About four years ago, Bohannon began to locate old photos and reunite them with their families, a hobby - or maybe a calling - that she engages in under the name Erin's Cedar Chest, “in honor of the photos I'll never see.”
“I'll likely never find my own family photos, so I spend my free time providing them for others,” she says. “I cannot tell you the joy it brings.”
“I get to hear so many interesting family stories!” she says. “That's my reward.”
Bohannon has been given negatives that people find; she scans glass plates of photos from the 1800s and complete photo albums, all of which she posts on her site.
To date, she has reunited about 700 photos, wedding and baptism announcements, and artifacts to family members.
Fifty photos for $5
The Brattleboro photos, she says, came from an estate auction at BK Auctions on Old Ferry Road.
The photos have inscriptions addressed to “Bob,” believed to be Robert “Bob” Bolster of Dummerston, who for many years was the owner of Bolster's Warehouse in the Estey Organ complex on Birge Street in Brattleboro.
“All the people in the photos were born between 1930 and 1938,” Bohannon says. “Many of them are high school graduation pictures.”
Bolster died in 2007, and it is unclear, even from some of his relatives, exactly how the trove of photos ended up as a lot in an auction.
“No one else bid on them, and I got about 50 pictures for $5,” Bohannon says.
The Brattleboro Facebook group came through for her with the challenge, according to Bohannon.
Whatever the source of the unidentified photos, Bohannon's reaction is consistent and simple.
“I see a photo, and I know how much they would mean to me, so my goal is to get photos back to people who will appreciate them,” she says.
In a Greenfield bookstore, Bohannon found a photo of a couple - their engagement photo from the early 1980s. She bought it and brought it home.
Within three minutes, she identified and had telephoned the subjects of the photo.
“They're still together and were celebrating their 40th wedding anniversary and they were so happy to have it back!” she recalled.
Another time, a son had been cleaning out his mother's home when she died and an important box of family photos belonging to his father was set aside. Somehow during the cleanup process the box disappeared.
Bohannon, who had bought the box at auction, appeared with the photos and returned them to the son, who was thrilled to have them back.
At another auction, Bohannan purchased a glass paperweight inscribed with the names of a couple who married in 1897.

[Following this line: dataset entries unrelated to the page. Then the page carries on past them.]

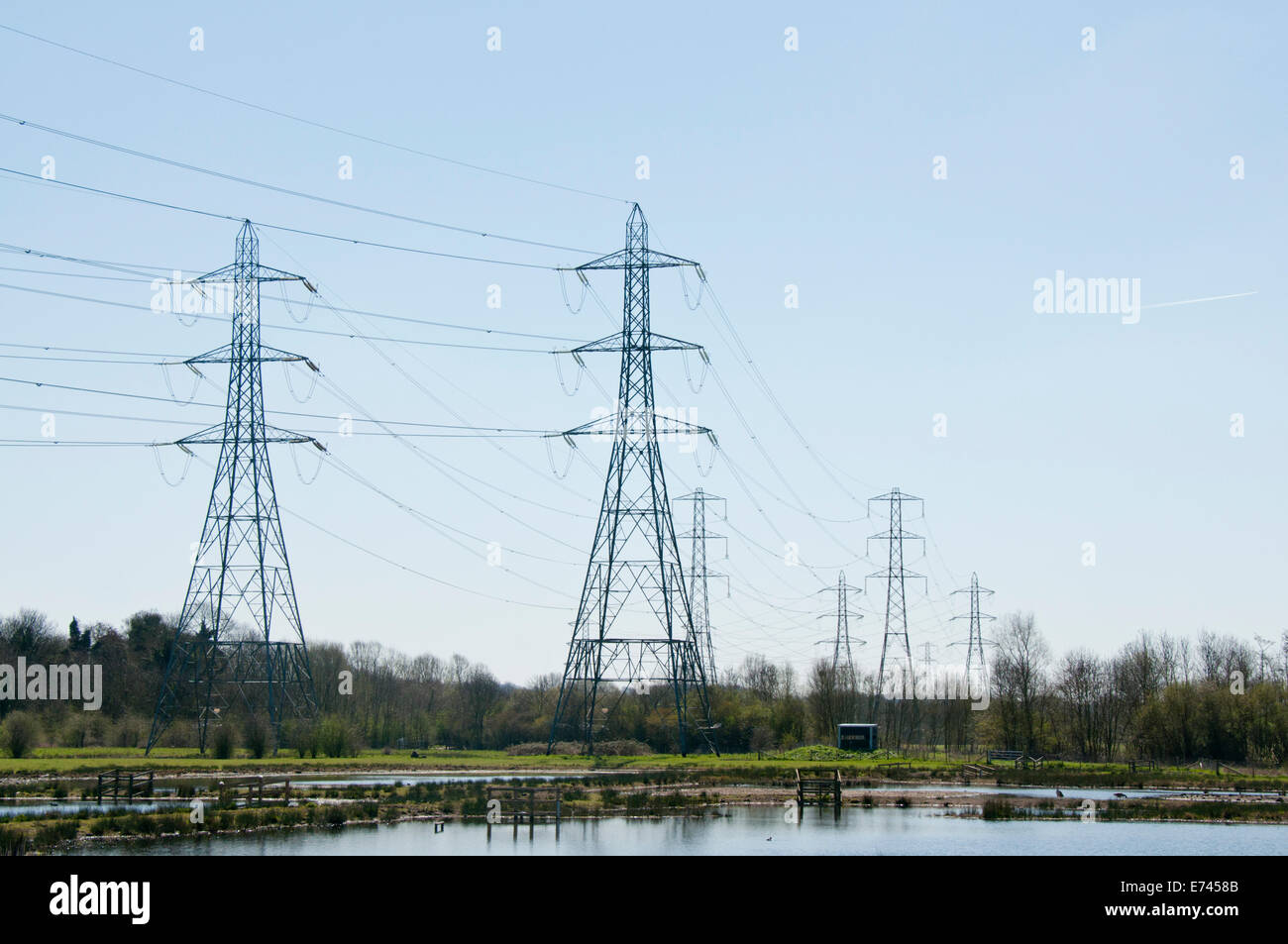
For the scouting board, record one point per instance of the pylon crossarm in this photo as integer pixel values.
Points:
(623, 259)
(614, 344)
(228, 355)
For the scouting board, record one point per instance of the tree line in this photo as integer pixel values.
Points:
(1160, 697)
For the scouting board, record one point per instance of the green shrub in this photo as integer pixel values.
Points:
(256, 737)
(223, 742)
(18, 734)
(336, 738)
(12, 841)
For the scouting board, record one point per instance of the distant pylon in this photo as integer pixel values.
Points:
(699, 576)
(897, 604)
(635, 550)
(241, 571)
(842, 656)
(977, 666)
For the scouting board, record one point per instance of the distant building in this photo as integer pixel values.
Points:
(857, 737)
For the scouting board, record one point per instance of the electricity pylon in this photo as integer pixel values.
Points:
(975, 640)
(635, 552)
(699, 576)
(842, 657)
(240, 571)
(896, 575)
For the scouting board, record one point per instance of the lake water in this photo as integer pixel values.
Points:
(747, 831)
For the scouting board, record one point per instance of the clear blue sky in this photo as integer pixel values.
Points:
(772, 167)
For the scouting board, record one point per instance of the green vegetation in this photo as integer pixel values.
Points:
(1160, 697)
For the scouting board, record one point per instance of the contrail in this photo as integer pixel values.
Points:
(1192, 301)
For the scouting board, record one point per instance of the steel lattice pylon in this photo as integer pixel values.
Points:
(241, 571)
(842, 657)
(977, 679)
(897, 605)
(699, 576)
(635, 552)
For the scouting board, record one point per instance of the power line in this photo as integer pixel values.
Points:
(310, 123)
(297, 231)
(286, 191)
(151, 278)
(353, 335)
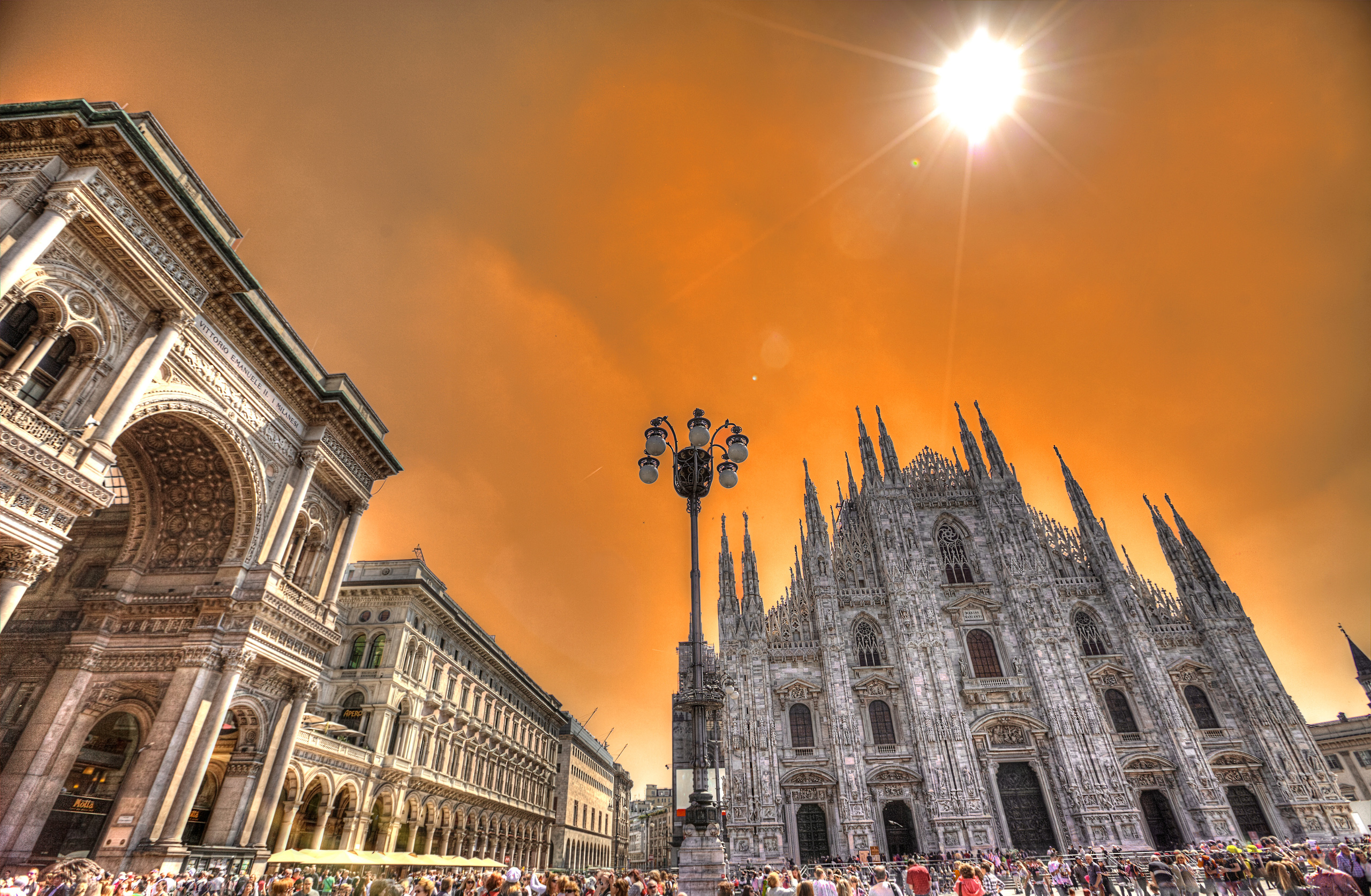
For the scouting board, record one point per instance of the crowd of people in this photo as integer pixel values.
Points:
(1210, 869)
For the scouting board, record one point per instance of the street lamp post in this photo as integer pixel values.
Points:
(693, 473)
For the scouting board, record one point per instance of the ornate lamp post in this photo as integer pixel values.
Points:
(693, 473)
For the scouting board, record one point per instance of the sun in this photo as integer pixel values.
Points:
(980, 84)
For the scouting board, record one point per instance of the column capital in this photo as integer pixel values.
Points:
(305, 691)
(202, 656)
(21, 563)
(67, 205)
(238, 659)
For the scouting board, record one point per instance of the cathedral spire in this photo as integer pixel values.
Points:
(890, 461)
(753, 613)
(974, 461)
(813, 513)
(1360, 662)
(1176, 554)
(1199, 556)
(993, 454)
(727, 583)
(1085, 517)
(870, 469)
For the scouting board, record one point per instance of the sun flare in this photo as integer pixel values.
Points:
(980, 84)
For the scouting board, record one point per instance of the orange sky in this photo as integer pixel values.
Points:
(487, 213)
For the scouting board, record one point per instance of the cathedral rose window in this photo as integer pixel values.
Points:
(1090, 636)
(956, 566)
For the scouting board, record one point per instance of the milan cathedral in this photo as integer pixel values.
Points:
(951, 669)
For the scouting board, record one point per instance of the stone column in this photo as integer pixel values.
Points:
(288, 813)
(20, 568)
(326, 814)
(272, 791)
(47, 336)
(309, 460)
(233, 665)
(354, 522)
(79, 370)
(62, 210)
(118, 413)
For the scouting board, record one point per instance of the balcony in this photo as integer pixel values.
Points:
(48, 479)
(1005, 691)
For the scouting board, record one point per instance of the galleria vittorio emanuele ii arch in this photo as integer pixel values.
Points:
(180, 487)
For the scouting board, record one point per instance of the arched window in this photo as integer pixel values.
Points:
(48, 370)
(956, 566)
(354, 659)
(882, 727)
(801, 727)
(1200, 707)
(17, 323)
(1090, 636)
(985, 661)
(373, 659)
(1119, 711)
(351, 714)
(870, 647)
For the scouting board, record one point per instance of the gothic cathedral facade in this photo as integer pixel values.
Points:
(951, 669)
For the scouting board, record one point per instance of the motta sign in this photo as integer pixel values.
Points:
(82, 804)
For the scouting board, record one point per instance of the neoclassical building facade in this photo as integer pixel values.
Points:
(951, 669)
(180, 487)
(427, 736)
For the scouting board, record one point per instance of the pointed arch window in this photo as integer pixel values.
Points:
(953, 550)
(373, 659)
(1090, 635)
(1119, 711)
(871, 647)
(985, 659)
(1200, 707)
(801, 727)
(354, 659)
(882, 724)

William Warren, the groom, was a glass blower by profession. The paperweight was his wedding present to his bride.
Bohannan went to work.
“I discovered that they never had any children, but I did manage to find one of their living decedents,” she says. “She was ecstatic to have the paperweight back in the family.”
“It's especially nice to have an artifact that people can touch and hold and know that these family members touched and held it as well,” Bohannon says.
“It would mean so much to me if I could do that with an object from my own family,” she observes. “It was such a pleasure to bring happiness to that family and get them a piece of their history back.”